Studies have shown that in Phoenix, inner-city areas bear higher property tax burdens in comparison with suburbs, but the former receive significantly fewer tax dollars for parks, recreation and water supplies.

Minority and low-income communities are increasingly addressing such disparities by demanding a more equitable distribution of urban amenities, such as green spaces like parks.

In low-income communities, parks are often the only available public gathering places.

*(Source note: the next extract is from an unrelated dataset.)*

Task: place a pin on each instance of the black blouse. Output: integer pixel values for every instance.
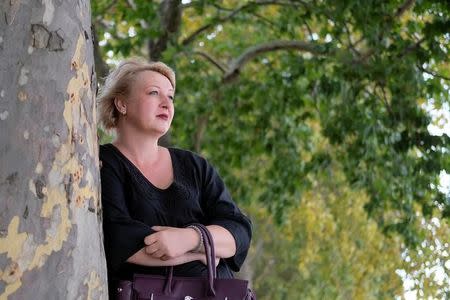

Green spaces, scientists say, can provide cultural, social and--more directly applicable to extreme heat mitigation--human health and ecological benefits.

Cooling down urban heat islands

Finding ways to offset high temperatures in desert cities where the weather is chronically hot, says Harlan, is critical.

Extreme heat, scientists have found, is a threat to human health, increases atmospheric pollutants and energy and water use, alters regional hydrology, and affects interactions between humans and ecological processes.

"The problem of heat-related deaths and illnesses is very serious," says Harlan. "Each year, heat fatalities in the U.S. happen in greater numbers than mortality from any other type of weather disaster." High heat wave events--unexpected and long-duration heat waves--are becoming more common in cities like Phoenix, Chicago and Paris.

Climate change and rapidly growing cities are likely to fuel more such events.

"Our research suggests that climate intervention strategies should be targeted at the neighborhoods and population groups that are most vulnerable to environmental hazards like extreme heat events," says Harlan. "We hope our results will be used in better decision-making about climate adaptation in cities."

Greening parks is an intervention strategy, she says, for urban heat island mitigation that could be supported with public resources.

"If targeted to low-income neighborhoods where vulnerability to heat is greater," says Harlan, "it would address an environmental inequity and provide better ecosystem services for these neighborhoods."

One antidote to an urban heat island, it turns out, is another island, a place filled with shade trees and lush growth: a park cool island.